Yesterday I showed you a photograph of my bike which had been purchased new from Halfords in 1962 for my 13th birthday, sadly I don’t seem to have any photographs during its first thirteen years in my possession, but it must have been a bit tatty by 1975 as I decided to strip it down and repaint it, changing the colour from signal red to cowslip yellow, although I didn’t attempt to paint over the white plastic mudguards. As has been documented elsewhere in this blog, in 1975 I moved to London to work in a long-stay children’s home and the bike was an important part of this move as I was able to participate in cycling activities with many of the youngsters, one of our favourite routes was along the bridleways of Putney Heath and Wimbledon Common, and along the pathways too when the park ranger wasn’t about!
During my stay in London, bikes became an important part of my involvement with the youngsters, and indeed on the estate where the home was situated. The bikes we had acquired by various means were usually worn out by the time we had them and some skill was necessary in keeping them safe and useable, one lad even found one in a pond and between us we rebuilt it, finding used parts cheaply at a sympathetic local cycle shop. Word got around and some lads living locally would also bring their bikes along to me to tweak them, usually it was simple brake problems with which they suffered.
I have just two photographs from this period which include my bike in the frame, both taken in 1977 whilst on a picnic near Teddington Lock.

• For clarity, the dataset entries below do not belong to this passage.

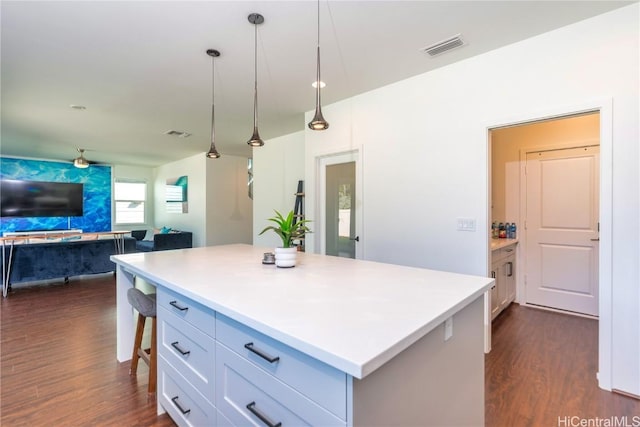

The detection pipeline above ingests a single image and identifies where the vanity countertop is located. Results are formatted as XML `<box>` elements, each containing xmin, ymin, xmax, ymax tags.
<box><xmin>491</xmin><ymin>238</ymin><xmax>518</xmax><ymax>251</ymax></box>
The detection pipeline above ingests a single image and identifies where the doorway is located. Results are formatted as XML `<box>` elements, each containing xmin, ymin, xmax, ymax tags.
<box><xmin>490</xmin><ymin>112</ymin><xmax>600</xmax><ymax>317</ymax></box>
<box><xmin>317</xmin><ymin>151</ymin><xmax>362</xmax><ymax>259</ymax></box>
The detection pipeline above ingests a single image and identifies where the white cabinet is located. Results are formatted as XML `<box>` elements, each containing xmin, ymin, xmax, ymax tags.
<box><xmin>216</xmin><ymin>314</ymin><xmax>346</xmax><ymax>421</ymax></box>
<box><xmin>490</xmin><ymin>242</ymin><xmax>516</xmax><ymax>320</ymax></box>
<box><xmin>157</xmin><ymin>288</ymin><xmax>217</xmax><ymax>427</ymax></box>
<box><xmin>156</xmin><ymin>288</ymin><xmax>346</xmax><ymax>427</ymax></box>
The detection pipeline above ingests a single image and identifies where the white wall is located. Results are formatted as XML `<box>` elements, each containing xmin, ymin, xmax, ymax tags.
<box><xmin>154</xmin><ymin>152</ymin><xmax>207</xmax><ymax>247</ymax></box>
<box><xmin>154</xmin><ymin>152</ymin><xmax>253</xmax><ymax>248</ymax></box>
<box><xmin>252</xmin><ymin>131</ymin><xmax>305</xmax><ymax>249</ymax></box>
<box><xmin>305</xmin><ymin>5</ymin><xmax>638</xmax><ymax>395</ymax></box>
<box><xmin>205</xmin><ymin>154</ymin><xmax>253</xmax><ymax>246</ymax></box>
<box><xmin>112</xmin><ymin>164</ymin><xmax>155</xmax><ymax>231</ymax></box>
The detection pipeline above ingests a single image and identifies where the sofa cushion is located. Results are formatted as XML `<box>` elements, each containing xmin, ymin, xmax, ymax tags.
<box><xmin>135</xmin><ymin>240</ymin><xmax>155</xmax><ymax>252</ymax></box>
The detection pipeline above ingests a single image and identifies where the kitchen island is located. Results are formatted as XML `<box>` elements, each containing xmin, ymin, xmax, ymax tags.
<box><xmin>112</xmin><ymin>244</ymin><xmax>493</xmax><ymax>426</ymax></box>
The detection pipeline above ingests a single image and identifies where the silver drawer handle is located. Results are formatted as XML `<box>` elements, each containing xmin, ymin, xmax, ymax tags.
<box><xmin>244</xmin><ymin>342</ymin><xmax>280</xmax><ymax>363</ymax></box>
<box><xmin>246</xmin><ymin>401</ymin><xmax>282</xmax><ymax>427</ymax></box>
<box><xmin>171</xmin><ymin>396</ymin><xmax>191</xmax><ymax>415</ymax></box>
<box><xmin>171</xmin><ymin>341</ymin><xmax>191</xmax><ymax>356</ymax></box>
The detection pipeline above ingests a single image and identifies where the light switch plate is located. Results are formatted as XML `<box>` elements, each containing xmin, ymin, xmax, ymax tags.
<box><xmin>456</xmin><ymin>217</ymin><xmax>476</xmax><ymax>232</ymax></box>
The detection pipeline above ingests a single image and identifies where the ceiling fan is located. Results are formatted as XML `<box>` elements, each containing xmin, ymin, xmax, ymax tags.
<box><xmin>73</xmin><ymin>148</ymin><xmax>91</xmax><ymax>168</ymax></box>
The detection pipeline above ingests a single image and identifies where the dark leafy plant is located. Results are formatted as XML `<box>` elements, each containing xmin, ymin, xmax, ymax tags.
<box><xmin>259</xmin><ymin>210</ymin><xmax>311</xmax><ymax>248</ymax></box>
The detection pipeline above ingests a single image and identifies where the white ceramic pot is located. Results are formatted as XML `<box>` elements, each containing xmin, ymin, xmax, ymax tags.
<box><xmin>274</xmin><ymin>247</ymin><xmax>297</xmax><ymax>268</ymax></box>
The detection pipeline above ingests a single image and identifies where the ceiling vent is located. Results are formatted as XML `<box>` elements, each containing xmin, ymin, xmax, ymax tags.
<box><xmin>164</xmin><ymin>130</ymin><xmax>192</xmax><ymax>138</ymax></box>
<box><xmin>421</xmin><ymin>34</ymin><xmax>465</xmax><ymax>57</ymax></box>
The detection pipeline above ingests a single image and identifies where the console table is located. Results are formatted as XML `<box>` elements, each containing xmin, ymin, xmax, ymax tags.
<box><xmin>112</xmin><ymin>244</ymin><xmax>493</xmax><ymax>426</ymax></box>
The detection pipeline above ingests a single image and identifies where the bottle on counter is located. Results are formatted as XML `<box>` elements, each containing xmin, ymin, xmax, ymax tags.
<box><xmin>510</xmin><ymin>222</ymin><xmax>517</xmax><ymax>239</ymax></box>
<box><xmin>498</xmin><ymin>222</ymin><xmax>506</xmax><ymax>239</ymax></box>
<box><xmin>491</xmin><ymin>222</ymin><xmax>497</xmax><ymax>238</ymax></box>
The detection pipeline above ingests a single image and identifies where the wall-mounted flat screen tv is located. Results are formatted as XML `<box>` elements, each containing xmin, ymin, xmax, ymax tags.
<box><xmin>0</xmin><ymin>179</ymin><xmax>84</xmax><ymax>218</ymax></box>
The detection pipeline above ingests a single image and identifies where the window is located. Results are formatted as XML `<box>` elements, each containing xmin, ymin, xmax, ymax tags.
<box><xmin>114</xmin><ymin>180</ymin><xmax>146</xmax><ymax>224</ymax></box>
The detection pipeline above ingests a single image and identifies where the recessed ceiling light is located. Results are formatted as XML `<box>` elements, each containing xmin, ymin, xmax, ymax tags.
<box><xmin>311</xmin><ymin>81</ymin><xmax>326</xmax><ymax>89</ymax></box>
<box><xmin>70</xmin><ymin>104</ymin><xmax>86</xmax><ymax>110</ymax></box>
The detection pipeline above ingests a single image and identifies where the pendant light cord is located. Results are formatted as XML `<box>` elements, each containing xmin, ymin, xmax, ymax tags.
<box><xmin>211</xmin><ymin>55</ymin><xmax>215</xmax><ymax>133</ymax></box>
<box><xmin>316</xmin><ymin>0</ymin><xmax>321</xmax><ymax>105</ymax></box>
<box><xmin>253</xmin><ymin>20</ymin><xmax>258</xmax><ymax>129</ymax></box>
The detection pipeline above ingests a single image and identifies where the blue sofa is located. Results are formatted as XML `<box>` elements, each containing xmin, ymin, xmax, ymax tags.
<box><xmin>130</xmin><ymin>230</ymin><xmax>192</xmax><ymax>252</ymax></box>
<box><xmin>3</xmin><ymin>237</ymin><xmax>137</xmax><ymax>287</ymax></box>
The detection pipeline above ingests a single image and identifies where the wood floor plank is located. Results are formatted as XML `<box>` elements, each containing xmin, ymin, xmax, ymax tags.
<box><xmin>486</xmin><ymin>304</ymin><xmax>640</xmax><ymax>426</ymax></box>
<box><xmin>2</xmin><ymin>275</ymin><xmax>638</xmax><ymax>426</ymax></box>
<box><xmin>1</xmin><ymin>276</ymin><xmax>175</xmax><ymax>427</ymax></box>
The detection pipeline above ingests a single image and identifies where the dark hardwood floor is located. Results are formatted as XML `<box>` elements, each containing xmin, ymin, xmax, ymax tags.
<box><xmin>486</xmin><ymin>304</ymin><xmax>639</xmax><ymax>426</ymax></box>
<box><xmin>1</xmin><ymin>275</ymin><xmax>638</xmax><ymax>426</ymax></box>
<box><xmin>0</xmin><ymin>276</ymin><xmax>175</xmax><ymax>427</ymax></box>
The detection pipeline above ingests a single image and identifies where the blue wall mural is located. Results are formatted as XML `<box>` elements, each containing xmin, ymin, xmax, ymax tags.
<box><xmin>0</xmin><ymin>157</ymin><xmax>112</xmax><ymax>233</ymax></box>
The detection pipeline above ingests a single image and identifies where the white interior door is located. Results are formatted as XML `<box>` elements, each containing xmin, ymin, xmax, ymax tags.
<box><xmin>525</xmin><ymin>146</ymin><xmax>599</xmax><ymax>316</ymax></box>
<box><xmin>318</xmin><ymin>151</ymin><xmax>362</xmax><ymax>259</ymax></box>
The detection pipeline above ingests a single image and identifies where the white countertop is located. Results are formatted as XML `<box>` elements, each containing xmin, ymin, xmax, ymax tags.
<box><xmin>112</xmin><ymin>244</ymin><xmax>493</xmax><ymax>379</ymax></box>
<box><xmin>490</xmin><ymin>238</ymin><xmax>518</xmax><ymax>251</ymax></box>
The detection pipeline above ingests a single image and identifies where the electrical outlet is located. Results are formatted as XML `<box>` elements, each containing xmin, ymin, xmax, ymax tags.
<box><xmin>444</xmin><ymin>317</ymin><xmax>453</xmax><ymax>341</ymax></box>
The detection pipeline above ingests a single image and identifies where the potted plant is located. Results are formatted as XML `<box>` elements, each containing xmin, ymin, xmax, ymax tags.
<box><xmin>259</xmin><ymin>210</ymin><xmax>311</xmax><ymax>267</ymax></box>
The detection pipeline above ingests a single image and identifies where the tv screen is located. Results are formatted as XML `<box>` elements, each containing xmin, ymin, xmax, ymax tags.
<box><xmin>1</xmin><ymin>179</ymin><xmax>84</xmax><ymax>218</ymax></box>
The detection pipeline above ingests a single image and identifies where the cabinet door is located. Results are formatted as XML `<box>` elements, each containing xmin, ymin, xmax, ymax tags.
<box><xmin>505</xmin><ymin>255</ymin><xmax>516</xmax><ymax>304</ymax></box>
<box><xmin>490</xmin><ymin>270</ymin><xmax>500</xmax><ymax>319</ymax></box>
<box><xmin>498</xmin><ymin>263</ymin><xmax>508</xmax><ymax>308</ymax></box>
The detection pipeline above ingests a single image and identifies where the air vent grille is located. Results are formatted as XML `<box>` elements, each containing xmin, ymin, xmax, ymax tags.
<box><xmin>164</xmin><ymin>130</ymin><xmax>192</xmax><ymax>138</ymax></box>
<box><xmin>421</xmin><ymin>34</ymin><xmax>465</xmax><ymax>57</ymax></box>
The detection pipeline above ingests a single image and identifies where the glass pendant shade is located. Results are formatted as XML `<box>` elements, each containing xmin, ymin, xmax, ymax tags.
<box><xmin>206</xmin><ymin>49</ymin><xmax>221</xmax><ymax>159</ymax></box>
<box><xmin>247</xmin><ymin>13</ymin><xmax>265</xmax><ymax>147</ymax></box>
<box><xmin>308</xmin><ymin>0</ymin><xmax>329</xmax><ymax>131</ymax></box>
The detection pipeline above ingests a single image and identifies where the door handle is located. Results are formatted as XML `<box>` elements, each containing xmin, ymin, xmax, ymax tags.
<box><xmin>349</xmin><ymin>236</ymin><xmax>360</xmax><ymax>242</ymax></box>
<box><xmin>590</xmin><ymin>238</ymin><xmax>600</xmax><ymax>242</ymax></box>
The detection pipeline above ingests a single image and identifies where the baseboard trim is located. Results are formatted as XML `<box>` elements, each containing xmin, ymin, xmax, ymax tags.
<box><xmin>520</xmin><ymin>303</ymin><xmax>599</xmax><ymax>320</ymax></box>
<box><xmin>612</xmin><ymin>388</ymin><xmax>640</xmax><ymax>401</ymax></box>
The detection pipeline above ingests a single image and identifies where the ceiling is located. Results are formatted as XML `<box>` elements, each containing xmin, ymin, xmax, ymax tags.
<box><xmin>1</xmin><ymin>1</ymin><xmax>633</xmax><ymax>168</ymax></box>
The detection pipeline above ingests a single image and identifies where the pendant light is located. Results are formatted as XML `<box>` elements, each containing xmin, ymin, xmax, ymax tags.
<box><xmin>206</xmin><ymin>49</ymin><xmax>221</xmax><ymax>159</ymax></box>
<box><xmin>308</xmin><ymin>0</ymin><xmax>329</xmax><ymax>131</ymax></box>
<box><xmin>74</xmin><ymin>148</ymin><xmax>90</xmax><ymax>168</ymax></box>
<box><xmin>247</xmin><ymin>13</ymin><xmax>265</xmax><ymax>147</ymax></box>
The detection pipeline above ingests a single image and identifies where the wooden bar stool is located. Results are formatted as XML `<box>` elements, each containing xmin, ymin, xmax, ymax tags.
<box><xmin>127</xmin><ymin>287</ymin><xmax>157</xmax><ymax>397</ymax></box>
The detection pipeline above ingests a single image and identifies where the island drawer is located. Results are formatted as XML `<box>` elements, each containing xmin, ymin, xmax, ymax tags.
<box><xmin>158</xmin><ymin>356</ymin><xmax>216</xmax><ymax>427</ymax></box>
<box><xmin>157</xmin><ymin>288</ymin><xmax>216</xmax><ymax>338</ymax></box>
<box><xmin>216</xmin><ymin>342</ymin><xmax>346</xmax><ymax>427</ymax></box>
<box><xmin>216</xmin><ymin>313</ymin><xmax>346</xmax><ymax>420</ymax></box>
<box><xmin>158</xmin><ymin>306</ymin><xmax>215</xmax><ymax>398</ymax></box>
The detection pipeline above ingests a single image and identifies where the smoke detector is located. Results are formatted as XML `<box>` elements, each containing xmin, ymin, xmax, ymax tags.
<box><xmin>420</xmin><ymin>34</ymin><xmax>465</xmax><ymax>57</ymax></box>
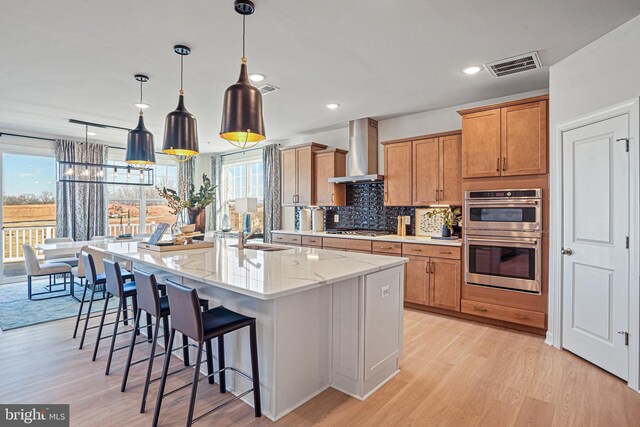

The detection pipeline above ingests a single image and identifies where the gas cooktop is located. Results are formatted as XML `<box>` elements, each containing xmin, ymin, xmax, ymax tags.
<box><xmin>325</xmin><ymin>229</ymin><xmax>392</xmax><ymax>237</ymax></box>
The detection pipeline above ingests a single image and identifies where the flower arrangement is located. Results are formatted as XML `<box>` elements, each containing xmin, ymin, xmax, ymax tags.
<box><xmin>426</xmin><ymin>207</ymin><xmax>462</xmax><ymax>234</ymax></box>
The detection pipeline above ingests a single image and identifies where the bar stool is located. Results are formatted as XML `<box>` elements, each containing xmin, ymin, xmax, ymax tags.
<box><xmin>75</xmin><ymin>253</ymin><xmax>134</xmax><ymax>349</ymax></box>
<box><xmin>121</xmin><ymin>269</ymin><xmax>212</xmax><ymax>413</ymax></box>
<box><xmin>153</xmin><ymin>282</ymin><xmax>261</xmax><ymax>427</ymax></box>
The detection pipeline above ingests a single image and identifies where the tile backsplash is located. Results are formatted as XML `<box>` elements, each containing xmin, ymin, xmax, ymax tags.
<box><xmin>294</xmin><ymin>182</ymin><xmax>418</xmax><ymax>234</ymax></box>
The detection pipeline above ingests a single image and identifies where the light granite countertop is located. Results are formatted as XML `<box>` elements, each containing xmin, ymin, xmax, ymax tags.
<box><xmin>97</xmin><ymin>238</ymin><xmax>407</xmax><ymax>301</ymax></box>
<box><xmin>271</xmin><ymin>230</ymin><xmax>463</xmax><ymax>247</ymax></box>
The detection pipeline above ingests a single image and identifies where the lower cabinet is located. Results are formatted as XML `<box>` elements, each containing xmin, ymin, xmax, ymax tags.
<box><xmin>403</xmin><ymin>245</ymin><xmax>461</xmax><ymax>312</ymax></box>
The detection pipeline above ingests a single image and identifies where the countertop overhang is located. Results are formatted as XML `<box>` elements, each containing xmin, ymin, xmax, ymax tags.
<box><xmin>272</xmin><ymin>230</ymin><xmax>463</xmax><ymax>247</ymax></box>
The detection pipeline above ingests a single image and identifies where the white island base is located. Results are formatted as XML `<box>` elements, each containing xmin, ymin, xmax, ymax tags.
<box><xmin>173</xmin><ymin>265</ymin><xmax>404</xmax><ymax>421</ymax></box>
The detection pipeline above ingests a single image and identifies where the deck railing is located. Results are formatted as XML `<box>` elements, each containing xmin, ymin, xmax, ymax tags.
<box><xmin>3</xmin><ymin>223</ymin><xmax>156</xmax><ymax>263</ymax></box>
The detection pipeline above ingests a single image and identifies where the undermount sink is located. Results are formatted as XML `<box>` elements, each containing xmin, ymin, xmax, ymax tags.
<box><xmin>231</xmin><ymin>243</ymin><xmax>289</xmax><ymax>252</ymax></box>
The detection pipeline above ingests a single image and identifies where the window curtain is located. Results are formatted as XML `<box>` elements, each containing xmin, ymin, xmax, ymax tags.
<box><xmin>178</xmin><ymin>157</ymin><xmax>195</xmax><ymax>199</ymax></box>
<box><xmin>55</xmin><ymin>139</ymin><xmax>108</xmax><ymax>240</ymax></box>
<box><xmin>262</xmin><ymin>143</ymin><xmax>281</xmax><ymax>243</ymax></box>
<box><xmin>207</xmin><ymin>154</ymin><xmax>223</xmax><ymax>231</ymax></box>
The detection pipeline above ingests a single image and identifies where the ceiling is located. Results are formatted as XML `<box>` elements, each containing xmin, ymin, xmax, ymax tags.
<box><xmin>1</xmin><ymin>1</ymin><xmax>639</xmax><ymax>153</ymax></box>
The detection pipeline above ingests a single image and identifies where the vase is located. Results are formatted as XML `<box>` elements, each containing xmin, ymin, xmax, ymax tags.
<box><xmin>441</xmin><ymin>225</ymin><xmax>451</xmax><ymax>238</ymax></box>
<box><xmin>187</xmin><ymin>208</ymin><xmax>206</xmax><ymax>233</ymax></box>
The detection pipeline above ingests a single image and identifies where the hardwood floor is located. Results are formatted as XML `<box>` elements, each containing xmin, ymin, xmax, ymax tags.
<box><xmin>1</xmin><ymin>308</ymin><xmax>639</xmax><ymax>426</ymax></box>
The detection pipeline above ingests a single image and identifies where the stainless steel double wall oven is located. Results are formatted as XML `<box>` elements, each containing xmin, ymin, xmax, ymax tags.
<box><xmin>464</xmin><ymin>189</ymin><xmax>542</xmax><ymax>293</ymax></box>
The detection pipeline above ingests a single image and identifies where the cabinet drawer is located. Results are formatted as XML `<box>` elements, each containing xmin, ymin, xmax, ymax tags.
<box><xmin>372</xmin><ymin>241</ymin><xmax>402</xmax><ymax>255</ymax></box>
<box><xmin>402</xmin><ymin>243</ymin><xmax>461</xmax><ymax>259</ymax></box>
<box><xmin>322</xmin><ymin>237</ymin><xmax>372</xmax><ymax>252</ymax></box>
<box><xmin>272</xmin><ymin>234</ymin><xmax>301</xmax><ymax>246</ymax></box>
<box><xmin>302</xmin><ymin>236</ymin><xmax>323</xmax><ymax>247</ymax></box>
<box><xmin>461</xmin><ymin>299</ymin><xmax>545</xmax><ymax>329</ymax></box>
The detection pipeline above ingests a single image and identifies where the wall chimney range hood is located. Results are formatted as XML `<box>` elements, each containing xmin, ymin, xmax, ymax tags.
<box><xmin>328</xmin><ymin>118</ymin><xmax>382</xmax><ymax>183</ymax></box>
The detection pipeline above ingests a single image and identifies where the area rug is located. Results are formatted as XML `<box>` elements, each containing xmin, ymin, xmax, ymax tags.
<box><xmin>0</xmin><ymin>280</ymin><xmax>117</xmax><ymax>331</ymax></box>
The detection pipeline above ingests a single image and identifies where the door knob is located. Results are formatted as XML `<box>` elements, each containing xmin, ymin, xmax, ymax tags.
<box><xmin>561</xmin><ymin>248</ymin><xmax>573</xmax><ymax>255</ymax></box>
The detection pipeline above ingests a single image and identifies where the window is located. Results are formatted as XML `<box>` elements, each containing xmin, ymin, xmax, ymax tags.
<box><xmin>107</xmin><ymin>159</ymin><xmax>178</xmax><ymax>236</ymax></box>
<box><xmin>221</xmin><ymin>156</ymin><xmax>264</xmax><ymax>231</ymax></box>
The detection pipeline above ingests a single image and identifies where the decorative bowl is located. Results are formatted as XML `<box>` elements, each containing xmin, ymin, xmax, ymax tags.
<box><xmin>180</xmin><ymin>224</ymin><xmax>196</xmax><ymax>234</ymax></box>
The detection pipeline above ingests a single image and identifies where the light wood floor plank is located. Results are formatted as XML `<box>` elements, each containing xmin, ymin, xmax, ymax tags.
<box><xmin>1</xmin><ymin>308</ymin><xmax>639</xmax><ymax>426</ymax></box>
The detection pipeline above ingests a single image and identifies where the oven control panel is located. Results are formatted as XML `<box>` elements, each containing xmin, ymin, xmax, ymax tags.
<box><xmin>466</xmin><ymin>189</ymin><xmax>541</xmax><ymax>200</ymax></box>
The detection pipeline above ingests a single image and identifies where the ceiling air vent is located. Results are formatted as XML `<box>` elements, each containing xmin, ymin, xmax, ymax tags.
<box><xmin>259</xmin><ymin>84</ymin><xmax>280</xmax><ymax>95</ymax></box>
<box><xmin>485</xmin><ymin>51</ymin><xmax>542</xmax><ymax>78</ymax></box>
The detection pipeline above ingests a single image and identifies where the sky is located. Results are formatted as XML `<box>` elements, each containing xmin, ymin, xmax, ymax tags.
<box><xmin>2</xmin><ymin>153</ymin><xmax>55</xmax><ymax>196</ymax></box>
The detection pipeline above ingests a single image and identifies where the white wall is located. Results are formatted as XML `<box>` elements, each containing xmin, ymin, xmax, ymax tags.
<box><xmin>276</xmin><ymin>88</ymin><xmax>548</xmax><ymax>230</ymax></box>
<box><xmin>549</xmin><ymin>15</ymin><xmax>640</xmax><ymax>129</ymax></box>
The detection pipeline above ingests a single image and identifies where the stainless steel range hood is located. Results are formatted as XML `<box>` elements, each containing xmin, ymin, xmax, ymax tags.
<box><xmin>328</xmin><ymin>118</ymin><xmax>382</xmax><ymax>183</ymax></box>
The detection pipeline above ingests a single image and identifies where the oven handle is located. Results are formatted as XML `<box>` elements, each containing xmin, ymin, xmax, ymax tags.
<box><xmin>466</xmin><ymin>237</ymin><xmax>540</xmax><ymax>246</ymax></box>
<box><xmin>466</xmin><ymin>200</ymin><xmax>539</xmax><ymax>207</ymax></box>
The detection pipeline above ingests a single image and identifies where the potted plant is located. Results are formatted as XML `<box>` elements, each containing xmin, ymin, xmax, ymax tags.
<box><xmin>426</xmin><ymin>207</ymin><xmax>462</xmax><ymax>238</ymax></box>
<box><xmin>157</xmin><ymin>174</ymin><xmax>216</xmax><ymax>233</ymax></box>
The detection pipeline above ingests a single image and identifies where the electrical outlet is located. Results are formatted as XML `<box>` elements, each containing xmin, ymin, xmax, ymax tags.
<box><xmin>334</xmin><ymin>214</ymin><xmax>339</xmax><ymax>222</ymax></box>
<box><xmin>405</xmin><ymin>216</ymin><xmax>411</xmax><ymax>225</ymax></box>
<box><xmin>381</xmin><ymin>285</ymin><xmax>390</xmax><ymax>298</ymax></box>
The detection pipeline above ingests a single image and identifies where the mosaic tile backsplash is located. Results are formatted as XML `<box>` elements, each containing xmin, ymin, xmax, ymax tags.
<box><xmin>294</xmin><ymin>182</ymin><xmax>420</xmax><ymax>234</ymax></box>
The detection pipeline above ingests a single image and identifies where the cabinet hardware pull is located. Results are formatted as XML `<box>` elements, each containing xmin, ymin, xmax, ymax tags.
<box><xmin>439</xmin><ymin>251</ymin><xmax>451</xmax><ymax>254</ymax></box>
<box><xmin>496</xmin><ymin>157</ymin><xmax>500</xmax><ymax>172</ymax></box>
<box><xmin>440</xmin><ymin>189</ymin><xmax>443</xmax><ymax>200</ymax></box>
<box><xmin>435</xmin><ymin>189</ymin><xmax>439</xmax><ymax>201</ymax></box>
<box><xmin>413</xmin><ymin>248</ymin><xmax>422</xmax><ymax>251</ymax></box>
<box><xmin>331</xmin><ymin>193</ymin><xmax>334</xmax><ymax>203</ymax></box>
<box><xmin>425</xmin><ymin>263</ymin><xmax>430</xmax><ymax>274</ymax></box>
<box><xmin>513</xmin><ymin>314</ymin><xmax>531</xmax><ymax>320</ymax></box>
<box><xmin>431</xmin><ymin>263</ymin><xmax>435</xmax><ymax>274</ymax></box>
<box><xmin>502</xmin><ymin>157</ymin><xmax>506</xmax><ymax>171</ymax></box>
<box><xmin>473</xmin><ymin>306</ymin><xmax>488</xmax><ymax>312</ymax></box>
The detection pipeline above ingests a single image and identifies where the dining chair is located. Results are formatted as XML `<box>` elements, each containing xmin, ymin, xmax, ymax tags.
<box><xmin>43</xmin><ymin>237</ymin><xmax>79</xmax><ymax>267</ymax></box>
<box><xmin>23</xmin><ymin>244</ymin><xmax>74</xmax><ymax>300</ymax></box>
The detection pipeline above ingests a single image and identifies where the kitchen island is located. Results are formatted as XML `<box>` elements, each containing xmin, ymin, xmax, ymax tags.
<box><xmin>99</xmin><ymin>238</ymin><xmax>407</xmax><ymax>421</ymax></box>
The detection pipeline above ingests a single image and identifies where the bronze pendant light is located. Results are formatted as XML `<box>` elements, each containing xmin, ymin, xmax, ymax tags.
<box><xmin>126</xmin><ymin>74</ymin><xmax>156</xmax><ymax>168</ymax></box>
<box><xmin>162</xmin><ymin>45</ymin><xmax>199</xmax><ymax>162</ymax></box>
<box><xmin>220</xmin><ymin>0</ymin><xmax>266</xmax><ymax>149</ymax></box>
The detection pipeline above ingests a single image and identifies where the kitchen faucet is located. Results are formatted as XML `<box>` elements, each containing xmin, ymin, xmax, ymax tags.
<box><xmin>238</xmin><ymin>227</ymin><xmax>262</xmax><ymax>250</ymax></box>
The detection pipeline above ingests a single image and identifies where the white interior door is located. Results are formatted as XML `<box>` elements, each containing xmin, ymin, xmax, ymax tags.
<box><xmin>561</xmin><ymin>114</ymin><xmax>629</xmax><ymax>380</ymax></box>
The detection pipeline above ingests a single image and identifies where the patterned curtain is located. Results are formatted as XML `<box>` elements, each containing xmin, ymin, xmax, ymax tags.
<box><xmin>262</xmin><ymin>143</ymin><xmax>281</xmax><ymax>243</ymax></box>
<box><xmin>207</xmin><ymin>154</ymin><xmax>223</xmax><ymax>231</ymax></box>
<box><xmin>55</xmin><ymin>140</ymin><xmax>109</xmax><ymax>240</ymax></box>
<box><xmin>178</xmin><ymin>157</ymin><xmax>195</xmax><ymax>199</ymax></box>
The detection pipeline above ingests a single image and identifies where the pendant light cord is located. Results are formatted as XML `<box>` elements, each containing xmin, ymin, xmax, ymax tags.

One is on monochrome film and the other is taken on colour slide film and slightly out of focus, I seem to remember I had allowed one of the older lads to try my camera. So here it is, not very clear I know, but does show my bike in glorious colour along with two of the youngsters from the home; the lad in the middle is not one of my charges, he lived in the local estate and had come along for the ride. The carrier on the rear of my bike contained our picnic.